The query runs in tempdb and, before it fixes itself, when I examine performance stats on it I find the following:
CXPACKET: 20,700sec or 66% of wait time.
PAGEIOLATCH:_SH 2,500 or 8% of wait time.
LOGBUFFER: 1500sec or 5% of wait time IO_COMPLETION: 1500sec or 5% of wait time
I tried to tune indexes, etc. and the stats above are somewhat of an improvement over my first run when CXPACKET was 77% of wait time. I read trouble shooting tips that said I should split my tempdb into one file for each CPU. I have a dual cpu 32 bit W2K8 system and so I split tempdb into 2 files and greatly increased the size of each to 150 GB each 10% autogrow, but they aren't growing so I think the size is sufficient.
When I looked at the server while the query was running I could see that the CPUs were NOT pinned and were hovering down around <10% of their capacity. What was pinned was DISK IO. The machine has a single disk.
Without further ado, here are the two queries causing the trouble (the first query used to be a subquery of the latter-see explanation below):
insert into #ttcbm(tradeId1, tradeId2) select distinct tp.tradeid tradeId1, tp1.tradeid tradeId2 from #tradeP tp join #tradeP tp1 on tp.cmbId = tp1.cmbId and tp.qs_plyrid = tp1.qs_plyrid and tp.tradeId > tp1.tradeId OPTION (MAXDOP 1) insert into #mergeT(tradeId1, tradeId2) select distinct tp.tradeid tradeId1, tp1.tradeid tradeId2 from #tradep tp join #tradep tp1 on tp.cmbId = tp1.cmbId and tp.tradeid > tp1.tradeId left join #ttcbm x on tp.tradeId = x.tradeId1 and tp1.tradeId = x.tradeId2 where 1 = 1 and x.tradeId1 is null and x.tradeId2 is null OPTION (MAXDOP 1);
I added MAXDOP 1 per a troubleshooting tip I read that said CXPACKET was caused by parallelism, and perhaps it did help drive down my waits a bit, but not like the improvement that happens when the query fixes itself, i.e., from 24 hours to lest than 1 hr.
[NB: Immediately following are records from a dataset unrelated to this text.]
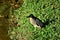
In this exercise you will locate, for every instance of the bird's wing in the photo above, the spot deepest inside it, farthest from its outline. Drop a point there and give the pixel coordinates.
(39, 22)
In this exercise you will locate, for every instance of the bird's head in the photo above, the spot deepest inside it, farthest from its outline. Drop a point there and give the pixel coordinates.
(31, 15)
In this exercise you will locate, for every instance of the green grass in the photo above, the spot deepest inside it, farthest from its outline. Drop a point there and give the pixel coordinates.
(42, 9)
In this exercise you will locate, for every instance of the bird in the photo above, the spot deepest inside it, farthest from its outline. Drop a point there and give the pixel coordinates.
(36, 22)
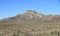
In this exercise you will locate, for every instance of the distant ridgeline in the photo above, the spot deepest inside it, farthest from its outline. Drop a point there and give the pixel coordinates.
(32, 16)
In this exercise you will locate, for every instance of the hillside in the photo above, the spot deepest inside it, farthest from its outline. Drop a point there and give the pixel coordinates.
(30, 23)
(32, 16)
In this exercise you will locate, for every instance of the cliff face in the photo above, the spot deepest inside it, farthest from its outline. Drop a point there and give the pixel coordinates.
(32, 16)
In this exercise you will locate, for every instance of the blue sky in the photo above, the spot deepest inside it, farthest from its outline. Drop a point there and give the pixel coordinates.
(10, 8)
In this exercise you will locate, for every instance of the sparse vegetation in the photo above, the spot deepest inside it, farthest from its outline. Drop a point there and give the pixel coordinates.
(31, 29)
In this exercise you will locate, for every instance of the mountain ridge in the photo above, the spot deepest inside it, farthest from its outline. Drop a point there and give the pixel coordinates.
(32, 16)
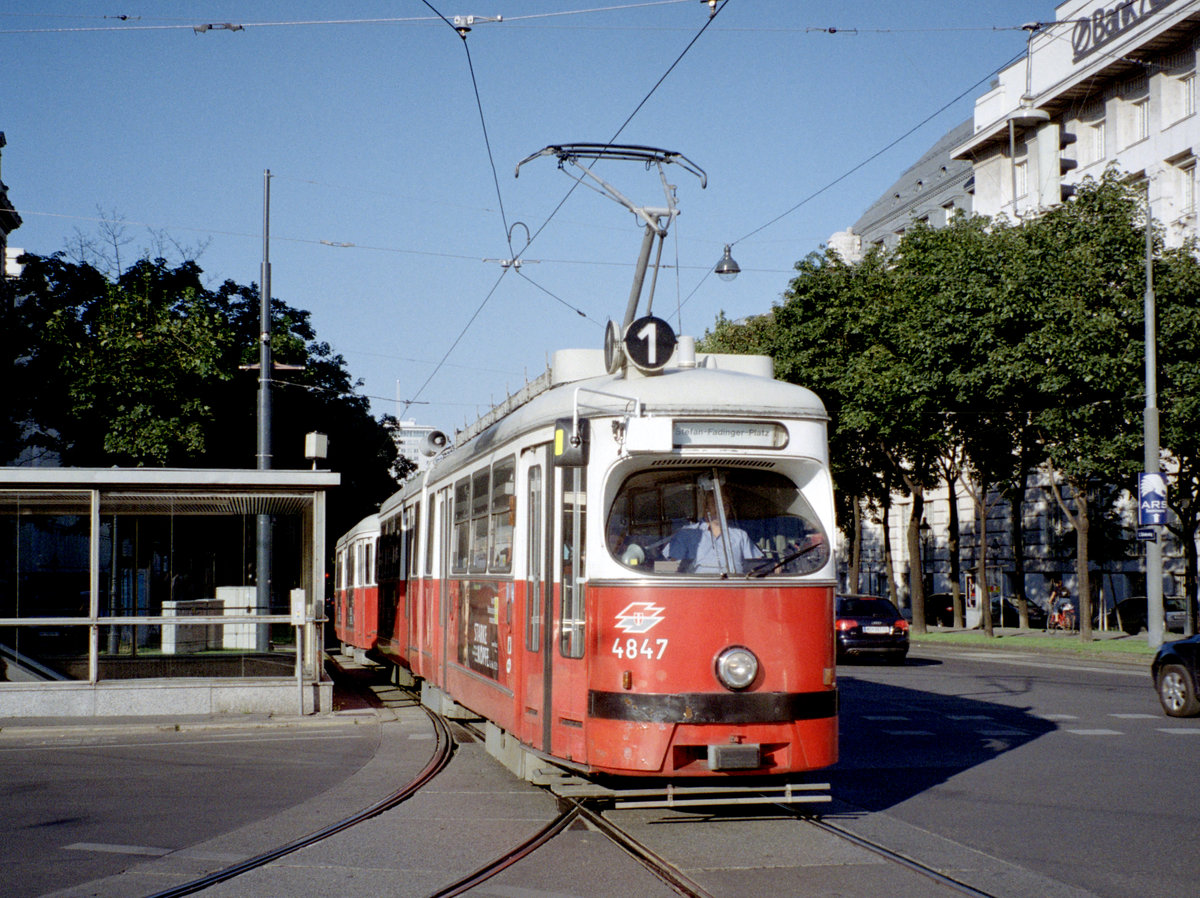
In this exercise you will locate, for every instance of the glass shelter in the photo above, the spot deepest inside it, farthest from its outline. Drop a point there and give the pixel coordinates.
(135, 591)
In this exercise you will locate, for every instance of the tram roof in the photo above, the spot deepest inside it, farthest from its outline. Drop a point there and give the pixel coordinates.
(714, 388)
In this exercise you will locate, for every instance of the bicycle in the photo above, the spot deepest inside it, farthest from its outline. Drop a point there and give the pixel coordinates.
(1062, 618)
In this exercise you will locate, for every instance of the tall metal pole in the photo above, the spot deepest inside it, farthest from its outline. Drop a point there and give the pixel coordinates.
(263, 536)
(1150, 437)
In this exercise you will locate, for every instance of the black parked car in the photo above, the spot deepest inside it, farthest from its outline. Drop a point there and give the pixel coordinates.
(1008, 615)
(867, 624)
(1176, 670)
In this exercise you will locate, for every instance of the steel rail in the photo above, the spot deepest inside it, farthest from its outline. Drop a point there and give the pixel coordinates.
(442, 754)
(658, 866)
(897, 857)
(564, 819)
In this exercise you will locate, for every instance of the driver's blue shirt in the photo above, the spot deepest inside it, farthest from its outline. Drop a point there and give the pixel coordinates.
(694, 543)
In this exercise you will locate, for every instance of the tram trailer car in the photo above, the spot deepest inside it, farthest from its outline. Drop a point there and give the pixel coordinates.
(357, 588)
(563, 573)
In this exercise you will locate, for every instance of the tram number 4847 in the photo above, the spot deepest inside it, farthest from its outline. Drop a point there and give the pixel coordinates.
(631, 648)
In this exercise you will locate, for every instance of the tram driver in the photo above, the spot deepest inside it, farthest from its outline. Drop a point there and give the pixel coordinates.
(709, 545)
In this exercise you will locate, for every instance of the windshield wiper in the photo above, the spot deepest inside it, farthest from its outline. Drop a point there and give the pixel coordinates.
(772, 567)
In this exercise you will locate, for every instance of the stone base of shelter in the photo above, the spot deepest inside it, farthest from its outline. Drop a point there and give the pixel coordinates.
(167, 698)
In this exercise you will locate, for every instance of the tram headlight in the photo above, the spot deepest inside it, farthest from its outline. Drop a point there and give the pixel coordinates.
(736, 668)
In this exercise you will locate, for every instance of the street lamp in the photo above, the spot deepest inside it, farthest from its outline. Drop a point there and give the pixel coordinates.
(727, 269)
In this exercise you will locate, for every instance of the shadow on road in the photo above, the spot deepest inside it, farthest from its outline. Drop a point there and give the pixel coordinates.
(897, 742)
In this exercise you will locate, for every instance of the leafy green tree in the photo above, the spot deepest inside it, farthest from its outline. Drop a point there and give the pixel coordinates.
(151, 367)
(1090, 255)
(1177, 299)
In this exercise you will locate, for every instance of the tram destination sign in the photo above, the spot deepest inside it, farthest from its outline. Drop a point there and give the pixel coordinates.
(1110, 22)
(743, 435)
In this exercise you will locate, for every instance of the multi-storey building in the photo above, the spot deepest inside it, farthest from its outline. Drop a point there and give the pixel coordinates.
(1108, 83)
(933, 190)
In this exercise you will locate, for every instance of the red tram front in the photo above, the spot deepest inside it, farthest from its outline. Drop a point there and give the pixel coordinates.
(628, 574)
the #ttcbm table has a PK of tradeid1, tradeid2 and #tradep has a pk of (cmbId, qs_plyrid, tradeid) and both tables have record counts on the order of 100K to 500k. #ttcbm used to be a subquery of the latter 'insert into #mergeT' query, but I separated it out when I read that separating out complicated queries can improve performance when parallelism is a problem.